Simulate Scheduler of a Multicore Control System
This example shows how to model the task scheduling of a control application using SimEvents® blocks. SimEvents expands Simulink® with the capability to model and simulate architectural components of a real-time system.
The top model includes two areas of blocks:
Functional Components includes two closed-loop systems. Each has a proportional controller operating a plant.
Architectural Components includes SimEvents blocks modeling the tasks and scheduler of this control system.
Modeling Tasks and Scheduler
This example models a controller as a Simulink exported function model. It maps execution of a controller to a software task that an operating system periodically schedules and executes. A task can be divided into multiple segments (or subtasks). Due to data dependencies, these segments must be executed in sequential order.
A task is specified with the following parameters:
ID: Unique identifier of a task.
Period: How frequently a task is instantiated for execution.
Priority: Priority of the task (smaller value indicates higher priority).
List of runnable segments (functions): Executables associated with each segment of the task. These executables are represented by Simulink functions of an exported function model.
Segment execution duration: Time for a task segment to complete, if it is executed on a processor without interruption.
Needs disk i/o resource for each segment: Whether a segment of the task requires the use of a mutex-protected shared resource (a hard disk).
For example, block Task 2 specifies a task for the second controller (block Controller2). The task includes two segments, "t2_run" and "t2_write", both modeled as Simulink functions in model seSwcController2. In these segments, "t2_write" requires the use of the mutex-protected shared resource.
Scheduler of the operating system is modelled with the following components:
Task creation: Block Task 1 and Task 2 create tasks and manage task states. A SimEvents entity represents an instance of a task. Properties of a task (such as its priority) are modelled as entity attributes.
Task queue: Upon instantiation, a task joins a ready task queue, which is modelled by the Entity Queue block OS Task Queue. To simulate a non-preemptive priority-based scheduling policy, the queue block is configured to sort tasks by the taskPriority attribute.
CPU: The processor of the system is modelled as an Entity Server block CPU. It accepts entities from the OS Task Queue and processes the entity for a duration as specified by the task's Segment execution duration parameter. At the end of this delay, the corresponding Simulink function of this task segment is called, as a part of the block's Service complete action.

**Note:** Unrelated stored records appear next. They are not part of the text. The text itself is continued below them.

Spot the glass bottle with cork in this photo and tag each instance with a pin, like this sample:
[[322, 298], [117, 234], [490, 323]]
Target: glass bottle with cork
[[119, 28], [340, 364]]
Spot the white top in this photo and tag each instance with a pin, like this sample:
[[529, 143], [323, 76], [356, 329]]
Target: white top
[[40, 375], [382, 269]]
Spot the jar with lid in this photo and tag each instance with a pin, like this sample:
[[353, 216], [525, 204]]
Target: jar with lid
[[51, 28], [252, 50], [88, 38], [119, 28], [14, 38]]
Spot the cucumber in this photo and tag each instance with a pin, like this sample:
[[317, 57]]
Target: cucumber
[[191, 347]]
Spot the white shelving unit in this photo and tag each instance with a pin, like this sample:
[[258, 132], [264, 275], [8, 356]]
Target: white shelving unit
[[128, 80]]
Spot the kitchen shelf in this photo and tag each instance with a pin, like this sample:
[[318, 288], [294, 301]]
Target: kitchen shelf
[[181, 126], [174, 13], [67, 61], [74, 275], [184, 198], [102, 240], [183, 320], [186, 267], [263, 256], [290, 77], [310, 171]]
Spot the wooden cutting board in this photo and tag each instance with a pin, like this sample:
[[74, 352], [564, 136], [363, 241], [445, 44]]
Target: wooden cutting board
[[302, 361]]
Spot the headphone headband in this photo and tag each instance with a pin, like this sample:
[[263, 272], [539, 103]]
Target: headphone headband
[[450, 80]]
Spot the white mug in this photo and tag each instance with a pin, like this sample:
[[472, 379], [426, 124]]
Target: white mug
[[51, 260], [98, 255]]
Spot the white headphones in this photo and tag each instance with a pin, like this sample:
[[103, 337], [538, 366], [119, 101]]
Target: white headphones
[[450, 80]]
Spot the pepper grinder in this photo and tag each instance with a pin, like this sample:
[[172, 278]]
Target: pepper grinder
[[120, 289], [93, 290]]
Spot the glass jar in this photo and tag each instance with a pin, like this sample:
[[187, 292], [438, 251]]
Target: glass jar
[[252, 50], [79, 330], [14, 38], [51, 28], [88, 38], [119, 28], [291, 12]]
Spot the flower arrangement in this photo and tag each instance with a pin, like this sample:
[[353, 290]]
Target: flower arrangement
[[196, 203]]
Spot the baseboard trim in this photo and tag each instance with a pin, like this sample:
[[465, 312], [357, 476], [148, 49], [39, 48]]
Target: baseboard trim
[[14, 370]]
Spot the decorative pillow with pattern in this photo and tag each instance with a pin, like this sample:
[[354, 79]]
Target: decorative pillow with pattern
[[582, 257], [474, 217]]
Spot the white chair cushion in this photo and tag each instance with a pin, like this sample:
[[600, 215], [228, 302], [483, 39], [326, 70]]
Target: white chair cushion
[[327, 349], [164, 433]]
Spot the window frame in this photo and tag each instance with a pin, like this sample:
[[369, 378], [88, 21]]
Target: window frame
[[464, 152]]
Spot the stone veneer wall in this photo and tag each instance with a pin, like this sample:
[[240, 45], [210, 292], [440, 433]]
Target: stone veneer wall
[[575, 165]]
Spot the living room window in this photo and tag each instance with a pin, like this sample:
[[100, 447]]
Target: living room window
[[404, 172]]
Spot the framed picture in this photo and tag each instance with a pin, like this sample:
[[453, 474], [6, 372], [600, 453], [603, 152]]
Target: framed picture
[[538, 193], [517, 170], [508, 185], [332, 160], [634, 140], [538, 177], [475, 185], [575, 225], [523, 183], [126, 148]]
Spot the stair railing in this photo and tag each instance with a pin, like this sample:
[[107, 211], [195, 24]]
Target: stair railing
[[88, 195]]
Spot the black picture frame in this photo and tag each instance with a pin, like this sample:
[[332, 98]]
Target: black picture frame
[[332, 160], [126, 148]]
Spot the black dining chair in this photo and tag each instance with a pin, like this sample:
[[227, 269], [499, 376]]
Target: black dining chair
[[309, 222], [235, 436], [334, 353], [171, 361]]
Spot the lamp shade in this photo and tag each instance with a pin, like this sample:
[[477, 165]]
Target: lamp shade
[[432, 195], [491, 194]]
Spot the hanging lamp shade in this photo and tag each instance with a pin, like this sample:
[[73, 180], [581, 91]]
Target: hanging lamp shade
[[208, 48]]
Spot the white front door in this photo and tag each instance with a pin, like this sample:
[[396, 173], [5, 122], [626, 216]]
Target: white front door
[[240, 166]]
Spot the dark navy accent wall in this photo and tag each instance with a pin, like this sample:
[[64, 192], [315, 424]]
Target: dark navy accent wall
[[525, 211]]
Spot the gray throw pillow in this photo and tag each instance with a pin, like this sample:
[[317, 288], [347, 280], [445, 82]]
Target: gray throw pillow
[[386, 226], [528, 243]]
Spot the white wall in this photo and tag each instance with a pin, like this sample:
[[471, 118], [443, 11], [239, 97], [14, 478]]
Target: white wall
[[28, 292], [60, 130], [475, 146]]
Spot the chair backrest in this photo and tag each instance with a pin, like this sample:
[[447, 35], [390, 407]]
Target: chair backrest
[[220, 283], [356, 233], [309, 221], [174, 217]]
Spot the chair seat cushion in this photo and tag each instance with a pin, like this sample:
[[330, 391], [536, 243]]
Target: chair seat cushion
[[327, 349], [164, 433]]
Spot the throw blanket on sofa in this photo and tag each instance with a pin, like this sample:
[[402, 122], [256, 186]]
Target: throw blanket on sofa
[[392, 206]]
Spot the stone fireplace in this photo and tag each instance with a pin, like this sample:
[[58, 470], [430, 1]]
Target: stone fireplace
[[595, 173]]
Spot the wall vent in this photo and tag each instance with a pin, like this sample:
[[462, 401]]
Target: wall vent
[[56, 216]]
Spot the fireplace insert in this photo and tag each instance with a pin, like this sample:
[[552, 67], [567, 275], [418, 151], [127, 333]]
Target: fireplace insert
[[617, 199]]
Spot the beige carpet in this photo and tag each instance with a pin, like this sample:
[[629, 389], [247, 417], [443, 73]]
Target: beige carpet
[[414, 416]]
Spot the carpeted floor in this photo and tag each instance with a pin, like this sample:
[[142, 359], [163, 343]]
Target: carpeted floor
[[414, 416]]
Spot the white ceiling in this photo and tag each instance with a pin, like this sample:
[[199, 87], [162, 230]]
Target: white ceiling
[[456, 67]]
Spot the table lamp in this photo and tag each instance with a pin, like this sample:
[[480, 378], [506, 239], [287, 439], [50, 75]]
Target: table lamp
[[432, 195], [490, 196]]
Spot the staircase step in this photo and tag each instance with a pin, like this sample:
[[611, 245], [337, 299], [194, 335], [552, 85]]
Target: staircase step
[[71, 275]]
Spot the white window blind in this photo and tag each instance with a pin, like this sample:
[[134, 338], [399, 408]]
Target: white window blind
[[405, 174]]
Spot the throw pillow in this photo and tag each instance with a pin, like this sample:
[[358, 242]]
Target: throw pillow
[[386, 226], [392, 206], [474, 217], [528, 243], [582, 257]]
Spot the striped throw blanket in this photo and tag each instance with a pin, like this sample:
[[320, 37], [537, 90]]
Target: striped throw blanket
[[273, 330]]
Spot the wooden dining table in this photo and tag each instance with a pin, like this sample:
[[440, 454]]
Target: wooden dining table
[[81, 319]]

Lock/unlock Mutex: Before a task segment enters the block CPU, it must acquire the required resource at the preceding Lock Mutex block. After the task segment completes and exits the block CPU, the resource is released at the Unlock Mutex block.
Managing task states: Blocks under the mask of Task 1 and Task 2 manage the run-time state of tasks. Upon completion of a task segment, if the task has subsequent segments to execute, the task is routed back to the OS Task Queue. Otherwise, this task instance is completed and discarded.
Results and Displays
The block CPU is configured with two cores. Simulating the model generates the following Gantt chart.
The higher priority task, Task 2 (red bars), is scheduled to core 1 (y = 1).
The lower priority task, Task 1 (blue bars), is scheduled to core 2 (y = 2).
The second segment of Task 2 uses the mutex DiskLock. Green bars indicate the usage (y = 3).
Explore the Model
Change the following parameters and explore how task schedules and controller performance changes with re-configured architectural parameters.
In block CPU, configure parameter Capacity to change the number of cores.
In blocks Task 1 and Task 2, configure parameters such as Period and Priority to change task specifications.
For example, if we change Need disk i/o resource for each segment parameter of the Task 1 block to [0 0 1], the t1_write segment of Controller 1 must acquire mutex DiskLock before it can start to run. Simulation generates a Gantt chart that illustrates that change.
Both tasks have segments that use mutex DiskLock, as indicated by green bars (y = 3).
The third segment of Task 1 now must execute in a serial fashion with the second segment of Task 2 (see y = 1), because both segments share the mutex DiskLock.